With a spring training call-up, a female umpire inches closer to history

طوبیٰ Tooba 55 years ago 0 1

Jen Pawol is on the verge of the unprecedented, though that was never her plan. She did not become an umpire for the fame. She never did this for attention. But minor league season after minor league season, correct call after correct call, promotion after promotion, she has waded reluctantly into the spotlight. Now, she is hurtling into history.

Major League Baseball announced Monday that Pawol, the 47-year-old umpire who has been working her way through the minor leagues since 2016, will be one of 24 minor league umpires invited to work major league spring training games starting later this month — a well-known prerequisite to a major league debut. She will also be promoted to crew chief of her Class AAA umpiring crew, which means she will be the most senior official at every minor league game she works this year. Pawol was only promoted to Class AAA last season. No woman has ever umpired a regular season MLB game.

Her résumé has become big league ready at a torrid pace. The same year she was promoted to Class AAA, Pawol was selected to work that league’s championship game. She was also selected to work the Arizona Fall League, another milestone, one that comes with the added bonus of providing replay training and other experience relevant to umpiring major league games.

Most umpires deemed fit for fall league work have a chance at a spring training call-up, so that Pawol received one was not exactly shocking. But when she got that call from her supervisors last Monday, Pawol said she hollered anyway.

“I just said, ‘Thank you so much. I’m going to do a great job,’ ” Pawol said. “ … it was a really special moment for a lot of reasons.”
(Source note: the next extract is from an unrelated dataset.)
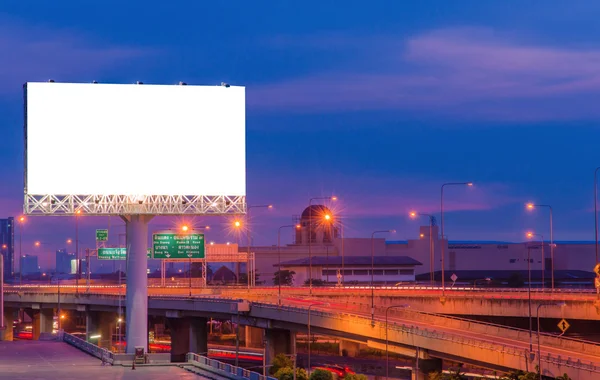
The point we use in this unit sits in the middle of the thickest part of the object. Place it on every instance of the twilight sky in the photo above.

MLB is overdue for a female umpire. One may be on the way.

One reason a spring training call-up is significant is that only two women have ever received one before. Pam Postema umpired major league spring training near the end of her career in the late 1980s. Ria Cortesio made it to big league spring training in the early 2000s. Pawol said she has been texting with both of them since she got the news.

The other reason it matters is that it might foretell another call-up soon. When big league crews need a substitute, they pull them from the list of potential call-ups that includes only umpires who have served in spring training games. Pawol, as a Class AAA crew chief, will be one of the more senior officials on that list. She is now one step away from the majors, with as much momentum in that direction as any woman in history.

“This is a big, big deal. It means so much,” said Pawol, a reluctant inheritor of the spotlight who said that when fans ask her for autographs, she insists they get those of her fellow umpires, too. Sometimes fans heckle her. Sometimes, she says, they tell her things like “you’re going to do it” and “keep going!”

That attention is the most uncomfortable thing for Pawol, but more is likely on the way. While women have broken into the ranks of NBA and NFL officials in recent years, the role of MLB umpire has been harder to crack.

Umpires are a part of MLB’s fabric, familiar characters in the daily plot despite being lauded most when they do not draw attention to themselves. For decades, umpires have stirred everything from comedy to histrionics to unbelievable stoicism in some of the sport’s more memorable scenes. Never before has one of those scenes included a woman. Never has a woman been closer to taking that strange stage, uncomfortable though the spotlight that comes with it might be.

“I’d say I’ve put the gas to full throttle. We’re going for it, full speed,” Pawol said. “I’m comfortable in my own skin. I’ve grown into my shoes, I’ve grown into my wins, so to speak. This is the narrative. This is the storyline, the plot. People are exciting and encouraging. But when it comes down to it, I just have to get my next play right.”